I had every intention of going to the grocery store and cooking for the entire week. I’m surrounded by no less than 10 cookbooks; I even went so far as to map out what I’ll making for which meals. Then I realized I have to come up with something to blog about, despite the fact that I’ve been on zero bad dates since Binary entered the picture.
So now, instead of fresh produce and homemade meals, I have wine, my computer, and slightly elevated anxiety levels. Dafuq am I going to write about when shit’s going well? There has been a whole bunch of adorable nerdiness, we’ve met each other’s cats (shut up, Paul), and cooked for each other – and we know that’s a thing for me. My friends are on board and have only had to talk me down from the occasional ledge. All ledge-related activity has solely come about when I’ve put myself in an even slightly vulnerable position. Oh good, I can write about my neuroses. That’ll bring all the boys to the yard.
Join me out here on the ledge for a minute anyway, if you will. You’ve been out with someone a few times. You think they’re pretty swell. Do you A) tell them as much and risk showing your hand, or B) play it cool and participate in a mutual game to see who has the most chill? In the Toronto dating scene, B seems to be the most popular option, which makes absolutely no fucking sense. Why are we pretending we’re cool cucumbers (especially sweaty pickles such as myself) around people we’re interested in? Ennui is not high on my list of things I’m looking for in a man, and if you want coy and aloof I am most definitely not your girl. A new friend (sidebar: It is so refreshing connecting with a total stranger enough to say, ‘Let’s be friends,’ as adults) told me this is not the case in Europe. If you like someone, you don’t wait three days to see when you can get together again. You just fucking go for it. Good lord, why don’t more people do that here? Who are we trying to impress? Earlier this week, another friend and I were discussing the fact that we are too old to bother pretending to have chill. If I like someone, I’m just going to put it out there.
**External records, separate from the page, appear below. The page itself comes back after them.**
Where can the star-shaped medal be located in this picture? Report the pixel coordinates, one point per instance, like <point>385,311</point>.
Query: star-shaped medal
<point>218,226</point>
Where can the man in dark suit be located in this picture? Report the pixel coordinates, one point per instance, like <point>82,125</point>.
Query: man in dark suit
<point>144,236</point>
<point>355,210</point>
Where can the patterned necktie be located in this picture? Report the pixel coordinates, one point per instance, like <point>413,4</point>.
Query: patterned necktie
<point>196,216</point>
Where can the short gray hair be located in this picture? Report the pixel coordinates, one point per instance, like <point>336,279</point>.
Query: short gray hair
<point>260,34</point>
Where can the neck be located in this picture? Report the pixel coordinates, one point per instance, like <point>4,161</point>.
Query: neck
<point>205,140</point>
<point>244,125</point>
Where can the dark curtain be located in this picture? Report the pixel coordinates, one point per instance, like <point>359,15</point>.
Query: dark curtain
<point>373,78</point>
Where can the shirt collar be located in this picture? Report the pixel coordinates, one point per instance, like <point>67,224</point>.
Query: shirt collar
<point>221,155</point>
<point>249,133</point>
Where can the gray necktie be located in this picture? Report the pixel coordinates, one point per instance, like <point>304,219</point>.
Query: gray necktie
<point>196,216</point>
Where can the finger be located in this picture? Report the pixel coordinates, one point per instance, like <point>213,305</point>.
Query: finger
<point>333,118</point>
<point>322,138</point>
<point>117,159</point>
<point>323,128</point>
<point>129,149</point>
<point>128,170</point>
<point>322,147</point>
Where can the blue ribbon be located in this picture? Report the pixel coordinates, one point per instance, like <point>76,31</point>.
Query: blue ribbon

So I did. And will continue to do.
(You knew there was a but.)
Every time I do, I get a bit uncomfortable. It’s like I have some sort of dating PTSD from so many non-committal, too cool for school, blasé assholes. During one tiny worry spiral (and for the record, they’ve all been pretty minor), another friend told me to just have faith in this. She might as well have asked me to believe in the Tooth Fairy. But she was right. So maybe, just maybe, if I can’t muster up enough faith in myself (because that’s really what it boils down to, right?), I can find a way to believe in other people. And faith isn’t always a bad thing – I hear the faithful get wine sometimes.